- The paper introduces COVERBENCH as a novel benchmark that challenges language models with complex, multi-step claim verification across diverse domains.
- The methodology standardizes varied datasets into a unified schema and employs manual vetting to ensure low label noise and high quality.
- Experimental results reveal that state-of-the-art models score below 65 Macro-F1, emphasizing substantial room for improvement in claim verification.
A Challenging Benchmark for Complex Claim Verification
Introduction
The paper "A Challenging Benchmark for Complex Claim Verification" introduces a new benchmark designed to evaluate the performance of LMs in verifying the correctness of complex claims. The benchmark, known as COVERBENCH, is aimed at testing LMs' ability to handle intricate reasoning tasks across various domains. The key motivation behind this paper is to advance the development of models that not only perform complex reasoning but also accurately verify the correctness of their generated outputs, specifically claims.

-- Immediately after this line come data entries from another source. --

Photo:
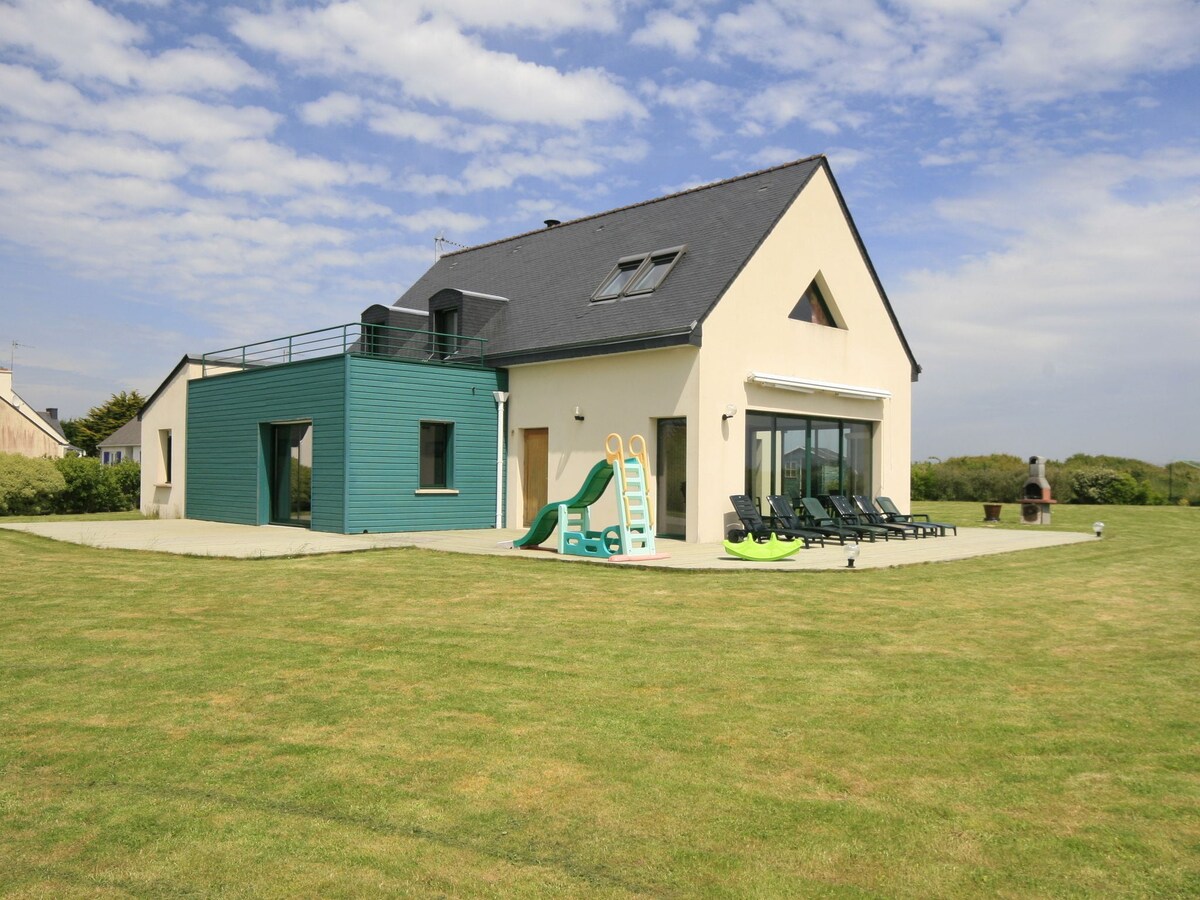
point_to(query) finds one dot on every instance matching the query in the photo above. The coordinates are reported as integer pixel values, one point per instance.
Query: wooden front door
(535, 472)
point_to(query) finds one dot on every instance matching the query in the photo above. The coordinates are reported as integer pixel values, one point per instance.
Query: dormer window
(445, 333)
(639, 274)
(615, 285)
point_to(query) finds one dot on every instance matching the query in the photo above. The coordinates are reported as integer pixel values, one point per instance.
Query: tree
(102, 420)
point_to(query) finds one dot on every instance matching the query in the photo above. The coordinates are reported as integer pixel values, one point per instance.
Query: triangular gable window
(813, 307)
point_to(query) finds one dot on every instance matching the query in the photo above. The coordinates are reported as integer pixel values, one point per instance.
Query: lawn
(413, 723)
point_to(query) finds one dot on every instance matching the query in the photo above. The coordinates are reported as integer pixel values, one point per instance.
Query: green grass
(424, 724)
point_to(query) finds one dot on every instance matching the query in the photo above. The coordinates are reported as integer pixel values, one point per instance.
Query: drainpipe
(501, 400)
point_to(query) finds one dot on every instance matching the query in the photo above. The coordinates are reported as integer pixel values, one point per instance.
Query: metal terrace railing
(355, 337)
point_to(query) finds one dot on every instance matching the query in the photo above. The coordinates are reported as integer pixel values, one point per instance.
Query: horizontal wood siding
(225, 456)
(387, 402)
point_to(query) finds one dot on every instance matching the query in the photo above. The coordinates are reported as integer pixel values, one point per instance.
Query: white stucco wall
(160, 497)
(624, 393)
(749, 330)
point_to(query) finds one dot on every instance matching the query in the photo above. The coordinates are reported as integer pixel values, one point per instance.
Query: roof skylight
(639, 274)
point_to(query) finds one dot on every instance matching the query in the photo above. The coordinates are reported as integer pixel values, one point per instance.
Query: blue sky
(184, 177)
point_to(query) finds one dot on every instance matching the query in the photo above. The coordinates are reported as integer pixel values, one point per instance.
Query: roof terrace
(355, 337)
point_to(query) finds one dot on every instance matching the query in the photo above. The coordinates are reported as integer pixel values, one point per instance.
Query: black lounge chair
(873, 516)
(893, 514)
(785, 514)
(754, 527)
(847, 516)
(815, 516)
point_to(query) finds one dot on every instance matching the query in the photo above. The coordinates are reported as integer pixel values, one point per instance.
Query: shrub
(28, 486)
(90, 486)
(129, 479)
(1108, 486)
(997, 478)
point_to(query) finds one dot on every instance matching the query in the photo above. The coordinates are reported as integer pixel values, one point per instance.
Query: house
(123, 444)
(163, 424)
(27, 431)
(739, 327)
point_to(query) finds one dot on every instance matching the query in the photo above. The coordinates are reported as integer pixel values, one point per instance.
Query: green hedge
(73, 484)
(29, 486)
(1081, 478)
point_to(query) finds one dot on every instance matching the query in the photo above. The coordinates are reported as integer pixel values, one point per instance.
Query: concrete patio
(217, 539)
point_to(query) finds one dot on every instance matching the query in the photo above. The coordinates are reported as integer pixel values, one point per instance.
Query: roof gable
(551, 275)
(129, 435)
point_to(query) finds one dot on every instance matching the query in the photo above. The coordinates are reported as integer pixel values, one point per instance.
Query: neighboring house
(123, 444)
(27, 431)
(739, 327)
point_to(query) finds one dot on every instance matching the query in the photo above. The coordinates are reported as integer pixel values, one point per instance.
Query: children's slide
(546, 520)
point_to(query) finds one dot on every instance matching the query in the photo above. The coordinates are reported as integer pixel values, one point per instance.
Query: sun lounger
(847, 516)
(894, 515)
(873, 516)
(786, 515)
(815, 516)
(755, 528)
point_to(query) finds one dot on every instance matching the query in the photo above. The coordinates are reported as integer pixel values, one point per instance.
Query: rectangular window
(165, 456)
(436, 455)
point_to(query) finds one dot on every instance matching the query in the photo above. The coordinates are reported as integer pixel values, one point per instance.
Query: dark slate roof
(53, 421)
(550, 275)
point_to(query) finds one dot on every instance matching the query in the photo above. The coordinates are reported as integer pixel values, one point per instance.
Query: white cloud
(541, 16)
(667, 30)
(785, 102)
(264, 168)
(1089, 289)
(438, 217)
(336, 108)
(1003, 54)
(433, 60)
(441, 131)
(83, 41)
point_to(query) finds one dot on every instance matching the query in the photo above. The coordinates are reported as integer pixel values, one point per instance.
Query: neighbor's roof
(551, 274)
(129, 435)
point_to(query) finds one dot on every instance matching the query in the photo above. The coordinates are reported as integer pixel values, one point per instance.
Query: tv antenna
(441, 243)
(12, 353)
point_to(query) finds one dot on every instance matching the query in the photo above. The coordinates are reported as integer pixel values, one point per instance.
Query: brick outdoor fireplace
(1036, 498)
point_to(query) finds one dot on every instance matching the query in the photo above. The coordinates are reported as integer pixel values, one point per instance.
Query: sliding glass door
(291, 474)
(798, 457)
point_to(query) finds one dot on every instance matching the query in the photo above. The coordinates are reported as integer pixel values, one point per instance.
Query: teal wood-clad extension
(365, 442)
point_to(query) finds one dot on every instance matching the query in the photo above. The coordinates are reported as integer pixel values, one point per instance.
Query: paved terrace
(216, 539)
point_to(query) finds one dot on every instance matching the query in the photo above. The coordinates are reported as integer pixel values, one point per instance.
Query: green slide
(546, 520)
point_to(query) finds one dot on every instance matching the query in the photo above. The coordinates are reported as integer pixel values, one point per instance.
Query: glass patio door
(672, 479)
(291, 474)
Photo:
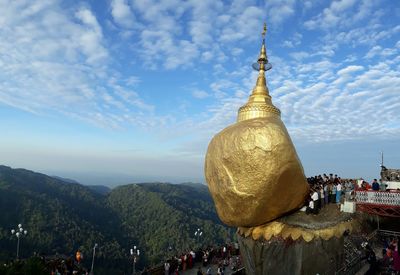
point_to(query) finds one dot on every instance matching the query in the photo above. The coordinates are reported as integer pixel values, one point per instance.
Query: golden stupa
(251, 167)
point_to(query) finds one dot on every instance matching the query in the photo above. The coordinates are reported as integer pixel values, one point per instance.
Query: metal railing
(377, 197)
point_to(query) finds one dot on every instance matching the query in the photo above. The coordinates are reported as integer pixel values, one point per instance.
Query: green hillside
(62, 217)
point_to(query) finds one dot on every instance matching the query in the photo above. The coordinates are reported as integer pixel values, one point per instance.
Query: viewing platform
(382, 203)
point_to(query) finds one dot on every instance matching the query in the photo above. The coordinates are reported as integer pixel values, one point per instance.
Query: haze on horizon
(122, 91)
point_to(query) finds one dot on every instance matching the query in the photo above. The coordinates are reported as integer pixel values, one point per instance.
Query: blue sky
(119, 91)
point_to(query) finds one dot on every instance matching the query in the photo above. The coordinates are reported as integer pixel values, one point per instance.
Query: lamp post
(198, 234)
(94, 253)
(134, 254)
(19, 232)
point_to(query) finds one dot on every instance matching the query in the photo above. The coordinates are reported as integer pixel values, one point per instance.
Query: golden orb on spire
(252, 169)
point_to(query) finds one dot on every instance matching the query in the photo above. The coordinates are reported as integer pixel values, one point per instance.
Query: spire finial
(264, 31)
(259, 104)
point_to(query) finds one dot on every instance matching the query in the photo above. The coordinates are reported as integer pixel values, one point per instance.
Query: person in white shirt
(338, 192)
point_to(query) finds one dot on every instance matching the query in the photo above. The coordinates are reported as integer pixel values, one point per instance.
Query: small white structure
(348, 207)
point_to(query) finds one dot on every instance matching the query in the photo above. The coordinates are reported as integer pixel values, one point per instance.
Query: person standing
(166, 268)
(314, 198)
(375, 185)
(338, 192)
(326, 193)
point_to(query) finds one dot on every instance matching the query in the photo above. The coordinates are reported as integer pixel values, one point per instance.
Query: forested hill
(62, 217)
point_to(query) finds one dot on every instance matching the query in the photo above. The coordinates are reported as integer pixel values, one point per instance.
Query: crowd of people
(391, 255)
(327, 189)
(226, 256)
(389, 263)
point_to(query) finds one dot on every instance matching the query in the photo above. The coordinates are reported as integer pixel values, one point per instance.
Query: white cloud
(54, 60)
(350, 69)
(279, 10)
(122, 13)
(200, 94)
(337, 15)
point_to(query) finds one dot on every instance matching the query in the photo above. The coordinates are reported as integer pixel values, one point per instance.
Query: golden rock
(252, 169)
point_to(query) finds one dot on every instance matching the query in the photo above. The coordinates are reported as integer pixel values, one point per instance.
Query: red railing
(382, 203)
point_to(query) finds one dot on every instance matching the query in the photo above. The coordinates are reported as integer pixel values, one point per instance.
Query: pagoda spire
(259, 103)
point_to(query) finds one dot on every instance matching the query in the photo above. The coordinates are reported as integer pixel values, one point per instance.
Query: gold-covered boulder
(253, 172)
(252, 169)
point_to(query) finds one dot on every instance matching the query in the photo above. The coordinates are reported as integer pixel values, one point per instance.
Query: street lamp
(198, 234)
(94, 253)
(134, 254)
(19, 232)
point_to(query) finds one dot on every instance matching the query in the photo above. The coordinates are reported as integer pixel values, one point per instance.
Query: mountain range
(62, 216)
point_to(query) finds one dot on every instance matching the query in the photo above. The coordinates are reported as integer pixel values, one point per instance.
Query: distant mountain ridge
(62, 217)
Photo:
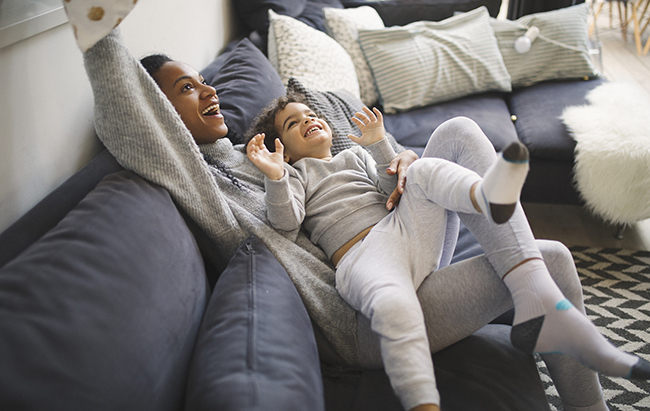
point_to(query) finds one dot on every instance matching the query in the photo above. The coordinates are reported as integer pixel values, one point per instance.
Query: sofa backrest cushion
(256, 348)
(102, 312)
(246, 82)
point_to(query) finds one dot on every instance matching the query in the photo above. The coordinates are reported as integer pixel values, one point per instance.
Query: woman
(222, 191)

Background and Significance
The paper builds on prior work that has focused on evaluating the correctness of LM outputs. Specifically, tasks such as fact-checking and natural language inference (NLI) have been central to this domain. The authors argue that verifying complex claims, which involves multiple steps of reasoning and domain-specific knowledge, is a unique challenge that necessitates a dedicated benchmark. This benchmark is designed to include diverse types of reasoning and is vetted for quality to ensure low levels of label noise.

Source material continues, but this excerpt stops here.